No me gusta cómo canta. No me convence su voz. Son mohínes con los que nos hemos topado de vez en cuando. Más de un vez. Los esgrimen quienes, desde su condición de jefes de redacción, tienen el privilegio –y el deber, frecuentemente incomprendido– de decidir qué contenidos deben figurar en algunos de los medios musicales de referencia. Esa ingrata faena de criba. Ya pueden haber pasado más de cuatro décadas desde la irrupción del punk: las voces con escaso apego a la ortodoxia siguen generando cierta aversión. Incluso para quienes están más que familiarizados con los renglones torcidos.
Al final, no son pocas las ocasiones en las que una determinada forma de enunciar unos textos provoca un indefectible rechazo.
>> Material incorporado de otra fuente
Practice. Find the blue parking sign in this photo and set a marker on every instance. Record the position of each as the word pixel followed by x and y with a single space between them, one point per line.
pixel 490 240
Lejos de postularse como una más de las muchas variables que un discurso pop o rock puede articular (la credibilidad de sus textos, la sonoridad de sus guitarras, la relevancia dentro de su contexto), la voz sigue perfilándose como algo determinante a la hora de empatizar con según qué discursos.
Nos vemos asolados por el poderío de la voz. Hay hasta un infausto programa de televisión cuyo nombre responde a su eco. Y otro que lleva muchas más temporadas, en el que desde hace años se suele premiar el gorgorito gratuito. El alarde de efectismo vacuo. El melisma pirotécnico y ridículamente rythmblueserizado, reproducido hasta la náusea.
Se aplaude la mimética reproducción de los vicios más enquistados, en los que no se repara en que la potencia sin control no sirve para nada. Como si la transmisión de emociones, el chispazo de genio, fuera algo que pudiera educarse en una maldita academia. Algo sujeto a una envarada ortodoxia.
Echemos la vista atrás. Tenemos la suerte de regocijarnos en decenas, cientos de gargantas de timbre intransferible que no necesitaban comulgar con las reglas no escritas de los buenos hábitos de conducta vocal. Josele Santiago, Peter Perrett, Johnny Thunders, Paul Westerberg, Leonard Cohen, Fernando Alfaro, Tom Waits (en la foto), Joaquín Pascual, Mark E. Smith, Albert Plà, Lou Reed, Stephen Malkmus, Shaun Ryder, Black Francis… muchos de ellos se convirtieron en vocalistas casi a su pesar, obligados por las circunstancias, como Bernard Sumner o Tracey Thorn.
La capacidad para conmover, el pálpito de las emociones tangibles o la pericia para pulverizar diques estilísticos no entienden de academicismos. La historia del pop y del rock está plagada de gargantas heterodoxas, capaces de transmitir mil veces más sensaciones que la mitad de esos talentos que parecían nacer ya educados sobre el colchón de las buenas costumbres.
Larga vida a todos ellos. Y poco caso a los agoreros que no saben distinguir el arte de la artesanía, el singular destello de genialidad del rutinario pulso del amanuense. Quizá nunca debieron salir de su propia academia.